Why Wrap/Bridge/Tunnel CRM web services?

The layer called Wrap/Bridge/Tunnel and web service layer that I always built and I’m advising do to so to be used for CRM contains a proxy to help the development with some methods pre-create like get guids for certain accounts, validation on security rules, how the account should be inserted, what type of validation should be using, integration, in resume all the Business Logic will be built on this layer.

The reason for this?

1.      We can separate what is black and white in terms of  solutions and to know what will call what.
2.      We can block any attempted to crush the CRM, because any call will use this layer will be stopped before reach the CRM and this will not allow to permit bad data to be written to the system. For this reason, it would be bad to expose it to untrusted clients/apps/services.
3.      We can put application-level security over the services layer
4.      We can get re-use of the business rule validations in the middle-tier.

Exposing a simple API for CRUD operations can also be achieved by directly connecting to the other database server (except CRM), so a web service layer over the top of this we can tunnel it through most firewalls.

While we could in theory expose CRUD operations through the CRM web service, there are some fairly good reasons not to do this and relatively little benefit to doing so.

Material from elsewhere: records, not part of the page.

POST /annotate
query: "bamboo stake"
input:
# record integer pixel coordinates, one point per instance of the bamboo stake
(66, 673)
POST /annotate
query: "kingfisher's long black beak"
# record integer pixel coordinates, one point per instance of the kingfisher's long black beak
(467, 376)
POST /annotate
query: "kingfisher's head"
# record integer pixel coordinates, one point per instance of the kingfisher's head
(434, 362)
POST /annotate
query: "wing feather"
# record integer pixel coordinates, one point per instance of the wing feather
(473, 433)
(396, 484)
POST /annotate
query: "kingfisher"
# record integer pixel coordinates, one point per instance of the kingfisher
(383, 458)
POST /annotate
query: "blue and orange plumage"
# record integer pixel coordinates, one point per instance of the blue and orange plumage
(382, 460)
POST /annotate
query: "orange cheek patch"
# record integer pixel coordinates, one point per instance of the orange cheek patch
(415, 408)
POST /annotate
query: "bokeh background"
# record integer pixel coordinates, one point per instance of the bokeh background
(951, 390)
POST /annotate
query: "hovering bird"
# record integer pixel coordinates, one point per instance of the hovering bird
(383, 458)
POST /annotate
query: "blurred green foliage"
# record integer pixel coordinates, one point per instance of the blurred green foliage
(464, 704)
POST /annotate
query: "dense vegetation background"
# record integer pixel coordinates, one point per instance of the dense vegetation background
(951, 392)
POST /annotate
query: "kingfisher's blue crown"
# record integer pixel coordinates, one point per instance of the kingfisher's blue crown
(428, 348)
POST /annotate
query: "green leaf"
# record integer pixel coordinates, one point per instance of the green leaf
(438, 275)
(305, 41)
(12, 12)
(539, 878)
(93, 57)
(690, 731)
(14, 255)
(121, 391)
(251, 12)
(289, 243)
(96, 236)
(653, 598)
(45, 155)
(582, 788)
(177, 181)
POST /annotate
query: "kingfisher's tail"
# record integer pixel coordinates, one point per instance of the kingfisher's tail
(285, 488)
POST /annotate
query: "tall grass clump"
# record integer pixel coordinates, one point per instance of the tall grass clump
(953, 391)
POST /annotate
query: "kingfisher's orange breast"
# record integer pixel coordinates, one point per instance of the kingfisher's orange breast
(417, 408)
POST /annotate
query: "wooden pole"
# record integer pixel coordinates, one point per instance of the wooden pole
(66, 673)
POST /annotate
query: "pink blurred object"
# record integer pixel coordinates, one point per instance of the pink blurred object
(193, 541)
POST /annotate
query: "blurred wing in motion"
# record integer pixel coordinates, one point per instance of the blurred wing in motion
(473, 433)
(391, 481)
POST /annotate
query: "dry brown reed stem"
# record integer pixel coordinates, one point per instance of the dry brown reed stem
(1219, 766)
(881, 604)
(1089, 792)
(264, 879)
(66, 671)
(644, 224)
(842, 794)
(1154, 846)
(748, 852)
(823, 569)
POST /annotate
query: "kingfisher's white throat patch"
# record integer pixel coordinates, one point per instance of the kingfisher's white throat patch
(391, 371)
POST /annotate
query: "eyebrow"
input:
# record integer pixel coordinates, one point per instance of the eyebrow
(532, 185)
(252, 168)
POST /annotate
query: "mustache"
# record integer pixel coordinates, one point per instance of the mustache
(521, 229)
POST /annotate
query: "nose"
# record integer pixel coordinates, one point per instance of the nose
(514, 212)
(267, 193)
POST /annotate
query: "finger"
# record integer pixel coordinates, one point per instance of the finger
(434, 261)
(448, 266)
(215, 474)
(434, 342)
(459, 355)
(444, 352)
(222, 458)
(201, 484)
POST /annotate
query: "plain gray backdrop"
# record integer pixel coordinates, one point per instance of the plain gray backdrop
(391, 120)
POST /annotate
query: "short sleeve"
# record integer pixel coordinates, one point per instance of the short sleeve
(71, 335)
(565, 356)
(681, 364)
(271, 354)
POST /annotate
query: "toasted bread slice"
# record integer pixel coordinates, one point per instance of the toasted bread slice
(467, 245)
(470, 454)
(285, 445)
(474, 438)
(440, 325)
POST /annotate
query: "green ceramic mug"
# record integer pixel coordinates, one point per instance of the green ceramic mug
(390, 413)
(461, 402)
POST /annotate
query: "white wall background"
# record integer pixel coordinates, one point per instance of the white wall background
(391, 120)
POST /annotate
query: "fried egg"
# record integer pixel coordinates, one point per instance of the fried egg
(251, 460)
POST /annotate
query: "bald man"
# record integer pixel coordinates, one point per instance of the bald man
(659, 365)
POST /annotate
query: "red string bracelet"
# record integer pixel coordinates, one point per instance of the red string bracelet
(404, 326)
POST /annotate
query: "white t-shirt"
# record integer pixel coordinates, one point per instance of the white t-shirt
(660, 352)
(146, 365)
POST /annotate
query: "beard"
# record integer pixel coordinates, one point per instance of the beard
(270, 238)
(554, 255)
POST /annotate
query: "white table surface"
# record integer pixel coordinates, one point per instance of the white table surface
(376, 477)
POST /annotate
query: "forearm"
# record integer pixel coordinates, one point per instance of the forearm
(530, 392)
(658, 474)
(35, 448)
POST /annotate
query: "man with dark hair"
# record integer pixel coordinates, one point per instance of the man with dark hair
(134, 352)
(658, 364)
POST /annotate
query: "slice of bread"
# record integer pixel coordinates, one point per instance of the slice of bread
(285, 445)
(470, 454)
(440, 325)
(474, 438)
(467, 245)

When we develop an application that uses the Microsoft Dynamics CRM server, we use Web services to communicate with the underlying xRM platform layer. Microsoft Dynamics CRM uses a metadata driven architecture to provide the flexibility to create custom entities and additional system entity attributes and also to make upgrades and enable transportation of solutions easier. This allows for changes in the data structure without requiring any change to code in Microsoft Dynamics CRM.

The xRM platform does not impose business-specific logic. This layer imposes only generic constraints such as security. It contains the building blocks for an application, but by itself is nothing more than a collection of related objects. However, the interaction between those objects is used to implement more extensible logic such as the quote-to-order-to-invoice processing and pricing logic.

The xRM platform also controls access to data through security, controls access to the database, and raises events for workflow processes and custom business logic implementations (plug-ins). The platform layer provides for both incoming and outgoing email processing through Microsoft Exchange Server.